Sports Teams and the Question of Security

March 20, 2023 | by Rachel Kronenfeld

As an organization that has served various professional sports teams, leagues and individual athletes, Hg has observed a troubling trend regarding the security of players, spectators, referees, executive team management as well as premises from training facilities to stadiums. While larger sports organizations have state-of-the-art Global Security Operations Centers (GSOC) that monitor the online sphere and social media in particular for threats, they can still struggle to have eyes on everything with such a large volume of content to monitor. In particular, they often need outside professional social media intelligence (SOCMINT) experts during surge periods such as playoff games or an incident response. Smaller professional sports teams and collegiate teams often lack the capacity and resources to successfully monitor social media, which increases the risk of security, legal and reputational becoming crisis matters. 
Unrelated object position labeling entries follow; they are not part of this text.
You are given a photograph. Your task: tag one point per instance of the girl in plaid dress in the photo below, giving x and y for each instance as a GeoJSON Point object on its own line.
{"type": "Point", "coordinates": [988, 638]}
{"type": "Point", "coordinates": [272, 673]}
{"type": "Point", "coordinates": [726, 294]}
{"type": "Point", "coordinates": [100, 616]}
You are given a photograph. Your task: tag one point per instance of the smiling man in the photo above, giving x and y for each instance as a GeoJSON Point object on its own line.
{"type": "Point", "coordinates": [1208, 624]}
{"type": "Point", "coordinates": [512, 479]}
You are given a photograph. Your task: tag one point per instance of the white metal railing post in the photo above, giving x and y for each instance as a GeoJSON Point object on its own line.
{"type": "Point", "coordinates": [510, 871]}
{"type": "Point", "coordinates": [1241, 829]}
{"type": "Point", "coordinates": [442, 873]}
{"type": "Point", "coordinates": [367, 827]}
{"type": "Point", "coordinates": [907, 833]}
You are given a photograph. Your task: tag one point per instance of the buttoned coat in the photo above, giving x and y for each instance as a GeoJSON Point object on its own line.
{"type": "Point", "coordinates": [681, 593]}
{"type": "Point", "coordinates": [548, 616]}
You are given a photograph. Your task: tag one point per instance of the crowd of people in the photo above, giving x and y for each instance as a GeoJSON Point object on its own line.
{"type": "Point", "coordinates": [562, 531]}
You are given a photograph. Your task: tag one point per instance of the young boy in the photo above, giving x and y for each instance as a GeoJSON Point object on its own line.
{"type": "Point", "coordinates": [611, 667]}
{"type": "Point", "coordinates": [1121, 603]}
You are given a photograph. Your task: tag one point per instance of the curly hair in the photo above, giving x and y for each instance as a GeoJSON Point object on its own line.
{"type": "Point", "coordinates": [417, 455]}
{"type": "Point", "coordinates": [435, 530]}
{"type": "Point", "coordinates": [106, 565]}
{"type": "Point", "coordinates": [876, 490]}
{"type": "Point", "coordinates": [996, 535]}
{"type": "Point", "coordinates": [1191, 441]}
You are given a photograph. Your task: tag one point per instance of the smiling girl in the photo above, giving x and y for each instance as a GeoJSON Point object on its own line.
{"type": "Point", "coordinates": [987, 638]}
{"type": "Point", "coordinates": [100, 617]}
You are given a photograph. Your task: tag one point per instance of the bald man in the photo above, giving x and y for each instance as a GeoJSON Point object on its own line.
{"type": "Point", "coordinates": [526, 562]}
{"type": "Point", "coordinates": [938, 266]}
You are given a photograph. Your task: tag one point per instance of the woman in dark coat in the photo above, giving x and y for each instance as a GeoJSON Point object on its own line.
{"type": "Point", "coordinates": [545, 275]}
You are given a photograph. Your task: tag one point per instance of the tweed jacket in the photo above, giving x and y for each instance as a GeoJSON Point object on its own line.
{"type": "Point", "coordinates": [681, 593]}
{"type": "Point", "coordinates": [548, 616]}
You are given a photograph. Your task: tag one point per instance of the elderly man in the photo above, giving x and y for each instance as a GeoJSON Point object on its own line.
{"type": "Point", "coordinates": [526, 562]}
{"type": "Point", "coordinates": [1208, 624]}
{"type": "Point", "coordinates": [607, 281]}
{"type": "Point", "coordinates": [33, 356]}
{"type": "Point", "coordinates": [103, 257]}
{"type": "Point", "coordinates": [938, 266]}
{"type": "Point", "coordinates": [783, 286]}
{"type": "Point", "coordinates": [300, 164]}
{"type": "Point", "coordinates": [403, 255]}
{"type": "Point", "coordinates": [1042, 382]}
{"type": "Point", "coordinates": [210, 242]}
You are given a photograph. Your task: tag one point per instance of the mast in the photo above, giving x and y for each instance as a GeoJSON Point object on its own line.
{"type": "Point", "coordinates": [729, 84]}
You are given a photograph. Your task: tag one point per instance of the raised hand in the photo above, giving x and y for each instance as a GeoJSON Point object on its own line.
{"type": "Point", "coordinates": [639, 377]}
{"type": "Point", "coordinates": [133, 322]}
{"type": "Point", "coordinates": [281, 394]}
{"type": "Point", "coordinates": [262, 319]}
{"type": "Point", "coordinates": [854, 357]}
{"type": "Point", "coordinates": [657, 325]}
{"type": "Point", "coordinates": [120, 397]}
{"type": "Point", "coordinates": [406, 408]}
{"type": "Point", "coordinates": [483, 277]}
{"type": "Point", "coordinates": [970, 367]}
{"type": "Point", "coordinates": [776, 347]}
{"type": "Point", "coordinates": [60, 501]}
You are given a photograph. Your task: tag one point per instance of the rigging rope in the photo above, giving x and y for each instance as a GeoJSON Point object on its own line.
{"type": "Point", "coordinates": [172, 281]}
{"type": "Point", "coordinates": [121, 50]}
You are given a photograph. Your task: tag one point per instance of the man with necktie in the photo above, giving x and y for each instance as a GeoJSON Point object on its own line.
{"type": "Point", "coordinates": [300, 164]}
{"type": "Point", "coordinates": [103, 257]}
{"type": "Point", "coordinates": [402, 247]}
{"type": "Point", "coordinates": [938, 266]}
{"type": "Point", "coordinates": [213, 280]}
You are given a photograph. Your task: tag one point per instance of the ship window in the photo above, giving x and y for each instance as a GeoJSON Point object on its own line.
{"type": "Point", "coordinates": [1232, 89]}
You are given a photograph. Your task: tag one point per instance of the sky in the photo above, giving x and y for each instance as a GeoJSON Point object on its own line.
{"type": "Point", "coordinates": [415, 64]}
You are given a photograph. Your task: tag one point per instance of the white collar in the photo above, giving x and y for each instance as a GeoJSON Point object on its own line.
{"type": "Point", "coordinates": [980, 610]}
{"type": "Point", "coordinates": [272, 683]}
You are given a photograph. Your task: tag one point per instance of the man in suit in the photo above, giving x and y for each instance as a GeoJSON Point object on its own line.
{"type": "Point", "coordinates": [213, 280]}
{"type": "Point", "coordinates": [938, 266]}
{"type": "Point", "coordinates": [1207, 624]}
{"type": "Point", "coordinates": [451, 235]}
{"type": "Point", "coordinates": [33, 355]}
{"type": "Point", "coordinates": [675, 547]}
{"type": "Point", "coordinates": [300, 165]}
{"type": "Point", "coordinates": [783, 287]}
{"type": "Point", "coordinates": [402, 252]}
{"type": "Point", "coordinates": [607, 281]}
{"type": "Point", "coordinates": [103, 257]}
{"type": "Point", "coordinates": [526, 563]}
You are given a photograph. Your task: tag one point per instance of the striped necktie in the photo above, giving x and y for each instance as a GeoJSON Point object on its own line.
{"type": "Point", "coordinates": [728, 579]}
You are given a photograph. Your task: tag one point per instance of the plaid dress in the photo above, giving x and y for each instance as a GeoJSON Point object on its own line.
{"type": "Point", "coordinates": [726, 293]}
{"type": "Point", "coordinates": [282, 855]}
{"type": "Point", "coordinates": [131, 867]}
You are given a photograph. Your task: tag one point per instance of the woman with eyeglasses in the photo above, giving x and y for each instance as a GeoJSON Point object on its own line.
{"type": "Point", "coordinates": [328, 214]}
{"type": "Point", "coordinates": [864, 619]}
Of course, stadiums and arenas are filled with an abundance of security professionals from the gatekeepers who screen ticket holders to those in control towers monitoring the hallways and spectator areas via state-of-the-art camera systems. If only online security teams for all sports organizations were as well-staffed as the physical security team…today’s most concerning security threats often initially manifest online. 

Just as in other industries, the threats to security in the sports sector are now technologically sophisticated and methodical. Often, bad actors leave abundant evidence of their harmful intent over many weeks, months, even years via social media, chat rooms and the dark web. They activate misinformation campaigns, obtain personal identifiable information (PII) about athletes, referees and team executives and dox their residential addresses, the schools and colleges the sports figures’ children attend and the work addresses of spouses, using information obtained from public databases. With the abundance of open source data available to anyone online, unless a sports organization is taking the initiative to remove PII of all their athletes, executives and referees including that of family members, they are leaving this information vulnerable for anyone to access within minutes. 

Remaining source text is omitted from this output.